Manifestação marcada
Um grupo de estudantes do Centro Universitário UDF tem se organizada para manifestar em frente à instituição contra a demissão em massa dos professores, a nova grade horária proposta e o aumento das mensalidades. O protesto está marcado para a próxima segunda-feira (6).
Em um aplicativo de conversas com cerca de 500 pessoas, os estudantes têm se organizado para a manifestação. “A revolta vem de todos os alunos da faculdade. Estamos unindo grupos e já temos uma boa concentração de pessoas”, diz Evelyn Mesquita, que participará do ato.
Regiane Rocha conta que soube das demissões por publicações de professores pelas redes sociais. “É triste ver que perdemos grandes e experientes professores, mestres e doutores em psicologia, pela forma fria e impessoal com que foram afastados do cargo”, diz.
“Na teoria aprendemos sobre empatia, sobre diálogo e vínculo. Na prática, ficamos sujeitos a decisões tomadas de forma totalitária, sem diálogo com os estudantes” completa Regiane.
Para Maria Mariana, o protesto é o momento de os estudantes mostrarem a própria voz. “Não adianta nos calarmos em nossas casas e aceitar o que foi imposto”. A aluna diz que tem conversado com os colegas para organizar o uso de máscara, álcool em gel e distância entre os manifestantes. “O vírus ainda está presente, então temos que quer todos os cuidados possíveis”, relata.
“Estamos lutando não só pela mensalidade, mas também pelo direito dos funcionários”, diz Maria Mariana.
Nota da Cruzeiro do Sul Educacional na íntegra
“A Cruzeiro do Sul Educacional, uma das maiores organizações educacionais do Brasil, reconhecida por seus indicadores de qualidade no ensino e na pesquisa, atua desde 1965 no desenvolvimento e na formação de profissionais e cidadãos.
Durante os 55 anos de desenvolvimento desse projeto e da construção da organização, sempre foi absoluta e intransigentemente fiel aos seus compromissos com a educação e seus alunos, parceiros, fornecedores, colaboradores e o poder público. Em todas essas décadas, nunca deixou de observar a pontualidade quanto aos seus compromissos e nem colocou de lado sua responsabilidade por cada colaborador.
Neste momento triste e sem paralelos de crise mundial que se abateu sobre o Brasil desde meados de março e atinge a praticamente todos os setores da economia, a Cruzeiro do Sul Educacional tem evitado tomar medidas mais drásticas, mesmo sofrendo com o aumento expressivo da inadimplência e da evasão, resultados do impacto da pandemia no emprego e na renda de seus alunos e famílias.

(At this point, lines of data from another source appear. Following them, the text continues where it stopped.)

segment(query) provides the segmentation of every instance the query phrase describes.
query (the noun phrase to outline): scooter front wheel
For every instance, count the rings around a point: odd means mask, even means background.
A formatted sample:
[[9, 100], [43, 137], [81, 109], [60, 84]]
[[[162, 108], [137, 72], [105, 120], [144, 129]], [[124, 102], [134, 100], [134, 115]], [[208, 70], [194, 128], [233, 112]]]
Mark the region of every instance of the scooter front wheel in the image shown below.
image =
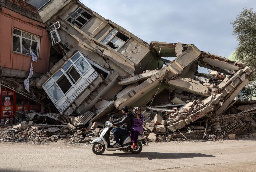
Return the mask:
[[140, 141], [138, 141], [137, 143], [136, 143], [136, 146], [137, 146], [137, 147], [136, 147], [136, 149], [132, 149], [131, 146], [129, 147], [130, 151], [132, 153], [134, 154], [140, 153], [140, 152], [141, 152], [141, 151], [142, 150], [142, 144], [141, 144], [141, 143]]
[[92, 150], [94, 154], [101, 155], [105, 152], [106, 148], [104, 145], [99, 143], [94, 143], [92, 145]]

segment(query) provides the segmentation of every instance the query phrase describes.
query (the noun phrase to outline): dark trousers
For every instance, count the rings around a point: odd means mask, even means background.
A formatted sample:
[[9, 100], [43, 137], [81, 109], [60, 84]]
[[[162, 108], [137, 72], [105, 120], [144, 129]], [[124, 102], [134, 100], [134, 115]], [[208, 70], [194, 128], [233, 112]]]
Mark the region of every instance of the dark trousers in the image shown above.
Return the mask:
[[113, 128], [113, 135], [115, 138], [115, 140], [118, 143], [120, 143], [120, 141], [119, 140], [119, 136], [128, 133], [128, 131], [124, 128], [119, 127]]
[[130, 130], [130, 136], [131, 137], [131, 140], [133, 143], [137, 143], [138, 137], [140, 133], [138, 131], [134, 131], [134, 130], [131, 129]]

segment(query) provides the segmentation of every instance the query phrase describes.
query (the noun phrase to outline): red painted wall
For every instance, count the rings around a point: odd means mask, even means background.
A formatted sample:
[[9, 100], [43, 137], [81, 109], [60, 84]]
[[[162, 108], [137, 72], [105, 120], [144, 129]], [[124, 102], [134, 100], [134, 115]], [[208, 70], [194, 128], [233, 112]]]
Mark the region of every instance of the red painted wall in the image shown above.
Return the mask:
[[6, 68], [29, 71], [31, 57], [12, 52], [13, 33], [15, 28], [41, 38], [39, 58], [37, 62], [33, 62], [33, 68], [35, 72], [47, 72], [51, 42], [44, 26], [3, 7], [0, 11], [0, 65]]

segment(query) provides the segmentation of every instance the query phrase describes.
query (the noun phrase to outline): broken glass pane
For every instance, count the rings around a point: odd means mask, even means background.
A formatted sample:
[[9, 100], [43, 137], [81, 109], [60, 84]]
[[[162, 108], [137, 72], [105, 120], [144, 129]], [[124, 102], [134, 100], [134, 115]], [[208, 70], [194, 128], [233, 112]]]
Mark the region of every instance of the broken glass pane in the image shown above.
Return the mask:
[[51, 87], [47, 91], [55, 102], [58, 101], [63, 95], [61, 91], [55, 84]]
[[[24, 32], [23, 32], [24, 33]], [[22, 52], [23, 54], [29, 54], [30, 49], [30, 40], [22, 38]]]
[[77, 72], [77, 71], [76, 70], [73, 66], [71, 67], [67, 74], [73, 84], [76, 83], [77, 81], [77, 80], [81, 77], [81, 76], [80, 75], [80, 74], [79, 74], [78, 72]]
[[111, 34], [108, 34], [108, 35], [107, 36], [106, 39], [108, 40], [110, 40], [113, 37], [114, 35], [112, 35]]
[[71, 16], [70, 16], [70, 17], [72, 17], [72, 18], [74, 18], [74, 19], [77, 16], [77, 15], [78, 15], [78, 13], [77, 13], [77, 12], [75, 12], [74, 13], [74, 14], [73, 14], [72, 15], [71, 15]]
[[72, 62], [71, 62], [70, 60], [68, 61], [67, 63], [64, 65], [64, 66], [62, 67], [62, 69], [64, 70], [64, 71], [65, 71], [68, 69], [69, 67], [72, 64]]
[[45, 89], [47, 89], [50, 86], [52, 85], [52, 84], [53, 84], [54, 81], [52, 80], [52, 79], [51, 78], [49, 80], [46, 82], [45, 84], [44, 85], [44, 86]]
[[31, 44], [31, 50], [33, 51], [37, 56], [38, 56], [39, 44], [38, 43], [34, 41], [32, 41]]
[[34, 35], [32, 35], [32, 39], [37, 41], [39, 41], [40, 40], [40, 38]]
[[117, 32], [118, 32], [117, 30], [115, 29], [114, 30], [112, 31], [112, 32], [111, 32], [111, 33], [114, 35], [115, 35], [115, 34], [117, 33]]
[[122, 42], [121, 40], [118, 39], [116, 38], [114, 38], [112, 40], [112, 41], [113, 41], [115, 44], [117, 45], [119, 47], [123, 45], [124, 44], [124, 42]]
[[69, 22], [71, 22], [71, 20], [72, 20], [73, 19], [73, 18], [70, 17], [69, 17], [68, 19], [67, 20]]
[[58, 31], [56, 29], [50, 32], [52, 38], [53, 39], [54, 44], [56, 44], [60, 42], [60, 38]]
[[27, 38], [31, 39], [31, 34], [24, 32], [22, 32], [22, 36]]
[[85, 11], [84, 11], [83, 12], [81, 13], [81, 14], [83, 15], [84, 17], [86, 18], [88, 20], [89, 20], [92, 17], [92, 15], [87, 12]]
[[83, 57], [81, 57], [75, 64], [82, 74], [84, 74], [91, 67]]
[[18, 30], [17, 29], [13, 29], [13, 33], [14, 34], [16, 34], [16, 35], [21, 35], [21, 31], [20, 30]]
[[82, 9], [81, 8], [78, 8], [78, 9], [77, 9], [76, 10], [76, 11], [77, 12], [77, 13], [80, 13], [82, 12], [83, 11], [83, 9]]
[[71, 58], [71, 60], [73, 61], [73, 62], [75, 62], [75, 61], [76, 60], [76, 59], [78, 59], [78, 58], [81, 56], [81, 55], [80, 54], [80, 53], [79, 53], [79, 52], [78, 52], [72, 58]]
[[126, 36], [120, 32], [118, 32], [117, 34], [116, 35], [116, 36], [125, 42], [126, 42], [128, 40], [128, 39], [129, 39], [129, 37]]
[[61, 75], [61, 74], [63, 73], [62, 71], [60, 70], [52, 76], [52, 78], [55, 81], [57, 81], [57, 79], [60, 77], [60, 76]]
[[78, 22], [76, 20], [75, 20], [73, 24], [74, 25], [78, 28], [80, 28], [83, 26], [83, 25], [80, 23], [79, 22]]
[[83, 18], [81, 17], [81, 16], [79, 16], [77, 17], [77, 18], [76, 19], [76, 20], [83, 25], [84, 25], [86, 23], [86, 22], [87, 22], [87, 20], [84, 19]]
[[20, 52], [20, 38], [13, 36], [13, 40], [12, 43], [12, 50], [13, 51]]
[[65, 75], [61, 76], [59, 79], [57, 81], [59, 86], [62, 90], [62, 92], [65, 94], [72, 86], [69, 81]]
[[104, 39], [104, 40], [102, 41], [102, 42], [104, 44], [106, 44], [108, 41], [108, 40], [107, 39]]
[[116, 45], [114, 45], [112, 42], [109, 41], [107, 45], [109, 46], [110, 47], [113, 49], [115, 49], [118, 48], [118, 46]]

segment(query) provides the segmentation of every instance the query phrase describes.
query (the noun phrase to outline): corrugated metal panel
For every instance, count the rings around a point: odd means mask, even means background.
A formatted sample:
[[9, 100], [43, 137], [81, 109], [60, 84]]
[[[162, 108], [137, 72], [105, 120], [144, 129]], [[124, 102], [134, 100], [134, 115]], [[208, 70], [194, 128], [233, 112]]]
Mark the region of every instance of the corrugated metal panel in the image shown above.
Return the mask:
[[36, 112], [29, 113], [27, 114], [25, 114], [25, 116], [26, 116], [26, 117], [30, 121], [32, 120], [32, 119], [37, 115], [43, 116], [45, 115]]
[[76, 117], [60, 113], [49, 113], [46, 114], [38, 113], [29, 113], [25, 115], [29, 120], [31, 120], [36, 115], [47, 116], [62, 123], [70, 123], [74, 126], [85, 125], [95, 116], [95, 114], [91, 112], [86, 112]]
[[70, 123], [70, 122], [69, 116], [64, 114], [49, 113], [46, 114], [45, 116], [63, 123]]
[[92, 118], [95, 114], [91, 112], [86, 112], [77, 117], [70, 117], [71, 123], [74, 126], [85, 125]]

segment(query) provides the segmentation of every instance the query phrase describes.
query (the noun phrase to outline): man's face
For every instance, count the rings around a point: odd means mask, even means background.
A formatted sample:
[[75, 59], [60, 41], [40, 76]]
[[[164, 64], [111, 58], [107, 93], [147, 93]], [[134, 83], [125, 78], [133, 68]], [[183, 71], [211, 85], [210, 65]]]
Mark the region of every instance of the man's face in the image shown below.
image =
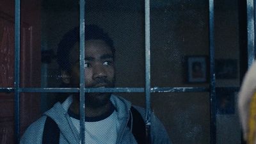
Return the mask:
[[[85, 42], [84, 80], [87, 88], [109, 88], [114, 86], [115, 65], [113, 54], [107, 44], [101, 40]], [[72, 87], [79, 86], [79, 47], [77, 43], [71, 51], [72, 63], [70, 84]], [[86, 94], [86, 104], [97, 107], [109, 100], [109, 93]]]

Mas o agravamento e prolongamento da crise econômica, somados às incertezas quanto ao próximo semestre, levaram o grupo a adotar uma adaptação de custos, inclusive e inevitavelmente de pessoal, de modo a manter e preservar minimamente a saúde financeira, a qualidade de sua operação e a pontualidade dos seus compromissos, assim como – e principalmente – os milhares de empregos que continuarão a ser gerados em um futuro que se espera próximo e melhor.
A Cruzeiro do Sul Educacional reconhece e agradece a valiosa contribuição dos colaboradores que estão, nesse momento difícil para todos, sendo desligados. Ao mesmo tempo, tem a certeza de que continuará a desenvolver o projeto com ainda mais afinco, assim como tem realizado ao longo dos últimos 55 anos, para que este momento excepcional seja breve e que a retomada seja vigorosa, bem como demande um número muito maior de contratações.” Fonte: Eu, Estudante (Correio Braziliense).